Kinderarmut in Deutschland wird auch als relative Armut bezeichnet, weil arme Menschen hierzulande immer noch mehr Geld zur Verfügung haben als arme Menschen in Entwicklungsländern. An der Grenze zur Armut befindet sich jemand, der weniger als 60 Prozent des mittleren Nettoeinkommens zur Verfügung hat. Arm sind diejenigen, die nur auf 40 bis 50 Prozent des mittleren Nettoeinkommens kommen. Für eine Familie mit zwei Kindern unter 14 Jahren wären das weniger als 1926 Euro netto im Monat. Die relative Armut orientiert sich also am sozialen Umfeld eines Menschen. Sie bezieht sich, anders als die absolute Armut, auf soziale Ungleichheit und wird in Deutschland und dem restlichen Europa als Armut definiert.

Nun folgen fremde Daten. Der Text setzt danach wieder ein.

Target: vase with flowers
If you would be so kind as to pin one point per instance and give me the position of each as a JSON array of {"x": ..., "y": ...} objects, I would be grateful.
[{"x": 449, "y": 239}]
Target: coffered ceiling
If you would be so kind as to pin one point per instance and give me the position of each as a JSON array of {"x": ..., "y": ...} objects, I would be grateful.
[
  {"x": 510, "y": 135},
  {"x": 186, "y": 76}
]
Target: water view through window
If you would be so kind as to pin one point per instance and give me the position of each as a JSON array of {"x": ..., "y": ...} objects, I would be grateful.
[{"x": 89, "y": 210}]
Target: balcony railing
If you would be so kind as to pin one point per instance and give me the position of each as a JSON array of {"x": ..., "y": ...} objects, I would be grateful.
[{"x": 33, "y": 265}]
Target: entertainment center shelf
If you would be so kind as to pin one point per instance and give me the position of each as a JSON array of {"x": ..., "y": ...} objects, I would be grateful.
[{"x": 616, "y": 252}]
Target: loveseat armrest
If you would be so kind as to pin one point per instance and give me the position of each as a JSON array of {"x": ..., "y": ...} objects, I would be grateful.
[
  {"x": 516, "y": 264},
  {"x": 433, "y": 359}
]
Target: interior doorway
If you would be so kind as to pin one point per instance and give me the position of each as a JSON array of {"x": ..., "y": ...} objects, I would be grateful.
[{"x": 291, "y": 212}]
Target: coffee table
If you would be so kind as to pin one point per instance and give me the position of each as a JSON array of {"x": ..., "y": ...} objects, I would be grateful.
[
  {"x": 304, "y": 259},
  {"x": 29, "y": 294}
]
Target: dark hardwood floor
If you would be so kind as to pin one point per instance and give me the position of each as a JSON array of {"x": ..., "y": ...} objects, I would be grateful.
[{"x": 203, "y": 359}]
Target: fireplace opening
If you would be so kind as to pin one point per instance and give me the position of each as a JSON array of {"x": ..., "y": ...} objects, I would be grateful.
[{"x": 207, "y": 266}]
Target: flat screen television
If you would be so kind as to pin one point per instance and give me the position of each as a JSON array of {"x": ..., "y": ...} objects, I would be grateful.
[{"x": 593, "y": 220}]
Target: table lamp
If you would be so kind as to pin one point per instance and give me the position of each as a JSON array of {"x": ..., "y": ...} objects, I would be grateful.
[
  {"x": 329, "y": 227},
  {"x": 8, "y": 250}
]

Familien, die in Deutschland von Armut betroffen sind, haben eine gesicherte Existenz, leben aber oft nur mit dem Nötigsten. Täglich eine warme Mahlzeit ist für arme Kinder in Deutschland nicht selbstverständlich. Im Winter frieren einige, weil die Eltern keine warme Kleidung kaufen können. Kultur und Freizeit kosten Geld. Erhielten Kinder kostenlos Zugang zu Theater und Schwimmbad, könnten sie gesellschaftlich und sozial mithalten. Die Kinder müssen auf vieles verzichten, was für andere Gleichaltrige selbstverständlich ist. Armut ist deshalb nicht nur ein materielles, sondern auch ein gesellschaftliches Problem.

Gefühlte Armut: Ausgrenzung & Diskriminierung

Gefühlte Armut wird nicht an Einkommensgrenzen gemessen. Sie entspringt einem subjektiven Gefühl, wenn sich ein Mensch wegen seiner wirtschaftlichen Situation gesellschaftlich ausgegrenzt oder diskriminiert fühlt.